May, 2007
by Neil J. Gunther
For the past few years Intel, AMD, IBM, Sun, and other microprocessor vendors have been
aggressively promoting the concept of multicores.
Multicore processors
contain multiple executions units or cores on the same silicon die and are packaged
as a single module. The message has been that more cores are better than a single core or CPU.
Last January, however, Intel and IBM made a highly unorthodox
joint announcement.
What makes this announcement unorthodox is that IBM and AMD have formed a
partnership
in the manufacture of future microprocessors, so IBM and Intel are competitors in this context.
In case you missed it, here's what they said in a nutshell.
Intel and IBM will produce single CPU parts using state-of-the-art
45 nanometer (nm) technology. Intel said it is converting all its manufacturing facilities
(fab lines, in the vernacular) and will produce 45 nm microprocessors (code named penryn) by the end
of this year.

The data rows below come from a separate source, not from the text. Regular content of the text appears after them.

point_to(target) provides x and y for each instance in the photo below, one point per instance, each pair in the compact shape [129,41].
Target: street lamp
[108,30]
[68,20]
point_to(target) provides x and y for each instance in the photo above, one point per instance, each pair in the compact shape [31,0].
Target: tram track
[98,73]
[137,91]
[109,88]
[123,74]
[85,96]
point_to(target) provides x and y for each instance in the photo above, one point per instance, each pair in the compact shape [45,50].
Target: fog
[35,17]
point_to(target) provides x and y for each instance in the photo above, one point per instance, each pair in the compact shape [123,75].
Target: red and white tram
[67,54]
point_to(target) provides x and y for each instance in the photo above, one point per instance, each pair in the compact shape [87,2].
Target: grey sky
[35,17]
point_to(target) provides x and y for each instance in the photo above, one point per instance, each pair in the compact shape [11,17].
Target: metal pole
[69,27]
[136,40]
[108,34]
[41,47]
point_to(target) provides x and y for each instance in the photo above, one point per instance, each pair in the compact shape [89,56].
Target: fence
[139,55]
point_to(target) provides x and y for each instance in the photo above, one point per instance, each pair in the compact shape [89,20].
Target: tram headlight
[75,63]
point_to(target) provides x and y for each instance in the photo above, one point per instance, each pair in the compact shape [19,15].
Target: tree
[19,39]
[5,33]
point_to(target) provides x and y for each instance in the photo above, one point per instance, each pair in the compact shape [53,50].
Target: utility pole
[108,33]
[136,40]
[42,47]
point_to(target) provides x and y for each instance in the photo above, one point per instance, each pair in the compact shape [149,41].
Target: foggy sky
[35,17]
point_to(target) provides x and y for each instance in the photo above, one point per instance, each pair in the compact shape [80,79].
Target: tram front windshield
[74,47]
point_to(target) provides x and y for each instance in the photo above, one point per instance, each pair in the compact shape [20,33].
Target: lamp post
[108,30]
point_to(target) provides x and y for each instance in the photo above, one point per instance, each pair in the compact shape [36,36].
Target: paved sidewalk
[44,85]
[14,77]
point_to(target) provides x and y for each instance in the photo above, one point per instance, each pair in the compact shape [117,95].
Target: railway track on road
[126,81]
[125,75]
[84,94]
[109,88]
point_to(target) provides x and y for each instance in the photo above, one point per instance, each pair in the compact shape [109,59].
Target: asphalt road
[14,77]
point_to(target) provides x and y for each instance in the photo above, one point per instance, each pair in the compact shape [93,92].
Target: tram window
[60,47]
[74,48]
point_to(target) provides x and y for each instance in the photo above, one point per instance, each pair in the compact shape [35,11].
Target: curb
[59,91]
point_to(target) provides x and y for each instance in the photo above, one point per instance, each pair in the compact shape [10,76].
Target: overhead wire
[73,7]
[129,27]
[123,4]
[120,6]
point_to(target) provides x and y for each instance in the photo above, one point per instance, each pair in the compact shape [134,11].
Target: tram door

The IBM and AMD schedule is a bit less aggressive but they expect to ship their respective
Power series and Opteron series microprocessors by the middle of 2008.
Add to this picture the running commentary that Moore's law (see Section 3) is
finished, kaput, dead
(even according to Gordon!),
or possibly risen from the dead.
Any time commercial enemies get together for a public lovefest in such a volatile marketing milieu,
it warrants closer scrutiny because it usually means there is something major
going on. When I saw this announcement, some of the questions that went through my mind were:
Since I have some past experience with VLSI technology from the time when I was a researcher at Xerox PARC, I thought you might find my speculative thoughts on these matters of some interest; especially when you come to do your next round of server procurement. I have to say speculative because I don't have any particular insider information, although I do still hear a lot of rumors on the Silicon Valley grapevine.
The answers to these and other questions are very likely to impact the way we do server performance analysis and capacity planning in the near future.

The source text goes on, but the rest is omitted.